Issues surrounding working hours and conditions are “at the heart of most labour market reforms and evolutions taking place in the world today”, Branch Chief Philippe Marcadent wrote in the foreword.
“The number of hours worked, the way in which they are organized, and the availability of rest periods can significantly affect not only the quality of work, but also life outside the workplace,” Marcadent said.
ASPECTS OF THE STUDY
The two main aspects of the study are time arrangements (also called work schedules) and effects of both on business performance and workers’ work-life balance. It includes a range of new statistics covering hours of work, both before and during the COVID-19 crisis.
THE HOURS OF WORKING
The study, which is the first to focus on work-life balance, found that a substantial portion of the global workforce are working either long or short hours when compared to a standard eight-hour day/40 hour working week. More than one-third of all workers are regularly working more than 48 hours per week, while a fifth of the global workforce is working short (part-time) hours of less than 35 per week. Informal economy workers are more likely to have long or short hours.
The report analyses different working-time arrangements and their effects on work-life balance, including shift work, on-call work, compressed hours and hours-averaging schemes. It cautions that the benefits of some of these flexible arrangements, such as better family life, may be accompanied by costs including greater gender imbalances and health risks.
Covering the periods before and during COVID-19, the report reveals that more than a third of all employees are regularly working more than 48 hours per week, while a fifth of the global workforce is labouring fewer than 35 hours per week, on a part-time basis.
“The so-called ‘Great Resignation’ phenomenon has placed work-life balance at the forefront of social and labour market issues in the post-pandemic world”, said lead author Jon Messenger.

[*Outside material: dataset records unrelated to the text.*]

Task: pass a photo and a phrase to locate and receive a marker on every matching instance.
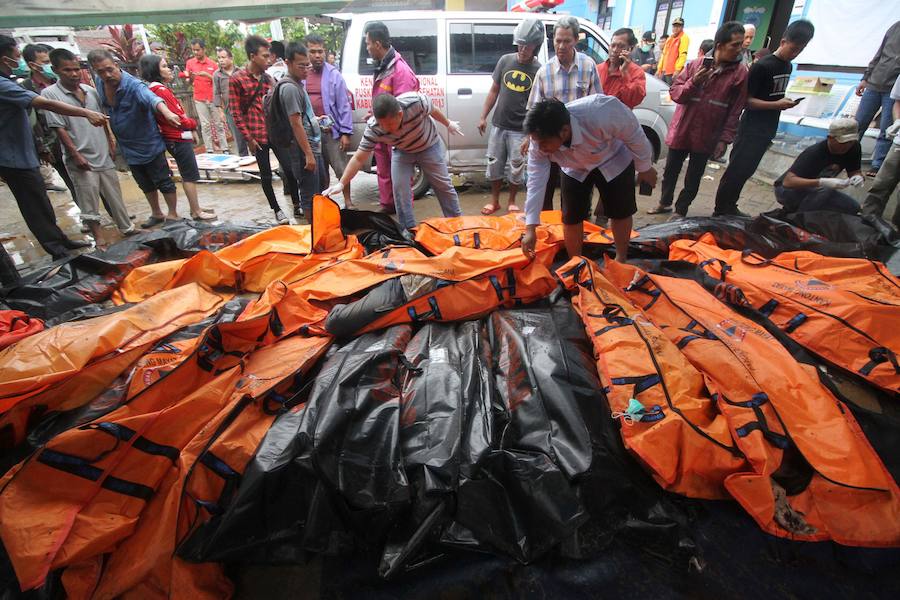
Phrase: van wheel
(420, 183)
(654, 142)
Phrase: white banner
(848, 32)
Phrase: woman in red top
(179, 141)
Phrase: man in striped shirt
(406, 124)
(568, 76)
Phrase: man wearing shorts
(132, 107)
(597, 142)
(513, 78)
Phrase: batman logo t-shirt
(515, 81)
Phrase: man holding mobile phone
(766, 85)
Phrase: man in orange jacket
(674, 55)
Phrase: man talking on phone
(766, 84)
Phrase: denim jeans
(433, 164)
(868, 106)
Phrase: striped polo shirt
(552, 81)
(417, 129)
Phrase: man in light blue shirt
(18, 159)
(598, 142)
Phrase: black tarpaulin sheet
(488, 435)
(76, 287)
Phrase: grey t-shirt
(90, 141)
(515, 81)
(294, 100)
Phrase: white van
(454, 54)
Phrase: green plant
(127, 48)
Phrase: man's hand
(334, 190)
(702, 76)
(649, 177)
(833, 183)
(172, 119)
(81, 162)
(525, 143)
(785, 104)
(893, 129)
(528, 240)
(97, 119)
(719, 152)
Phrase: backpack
(278, 125)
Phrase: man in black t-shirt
(513, 79)
(804, 188)
(766, 84)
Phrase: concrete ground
(244, 202)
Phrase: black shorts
(183, 153)
(154, 175)
(617, 195)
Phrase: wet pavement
(243, 202)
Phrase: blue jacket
(133, 119)
(336, 100)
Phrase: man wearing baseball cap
(812, 182)
(644, 55)
(674, 55)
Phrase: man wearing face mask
(18, 158)
(40, 77)
(644, 55)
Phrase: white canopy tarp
(74, 13)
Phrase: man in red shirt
(247, 88)
(200, 69)
(619, 76)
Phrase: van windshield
(414, 39)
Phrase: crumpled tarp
(75, 288)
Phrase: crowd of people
(567, 124)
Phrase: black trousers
(552, 185)
(265, 174)
(696, 167)
(746, 155)
(27, 187)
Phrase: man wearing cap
(644, 55)
(513, 78)
(812, 184)
(674, 54)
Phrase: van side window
(588, 44)
(477, 47)
(414, 39)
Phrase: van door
(474, 49)
(417, 42)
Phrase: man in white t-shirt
(889, 173)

The study also shows that the increased proportion of workers on reduced hours helped to prevent job losses. Long-term changes are also highlighted: “The large-scale implementation of telework nearly everywhere in the world that it was feasible to do so, changed… the nature of employment, most likely for the foreseeable future,” the report says.
The COVID-19 crisis measures also yielded powerful new evidence that giving workers more flexibility in how, where and when they work can be positive both for them and for business, for example by improving productivity. Conversely, restricting flexibility brings substantial costs, including increased staff turnove.
“There is a substantial amount of evidence that work–life balance policies provide significant benefits to enterprises, supporting the argument that such policies are a ‘win-win’ for both employers and employees,” the report states.
CONCLUSIONS AND RECOMMENDATIONS
- Working-time laws and regulations on maximum daily hours of work and statutory rest periods are achievements that contribute to the long-term health and well-being of a society and must not be put at risk.
- Longer hours of work are generally associated with lower unit labour productivity, while shorter hours of work are linked with higher productivity.
- Countries should make use of the experiences they developed with working-time reduction and flexibility during the COVID-19 crisis. Inclusive short-time work schemes with the highest possible allowances not only maintain employment but also sustain purchasing power and create the possibility of cushioning the effects of economic crises.
- Public policy responses are needed to promote reductions in hours of work in many countries, to promote both a healthy work-life balance and improved productivity.
- Teleworking helps maintain employment and creates new scope for employee autonomy. However, these and other types of flexible working arrangements need regulating, to contain their potential negative effects, through policies such as what is often called a “right to disconnect” from work.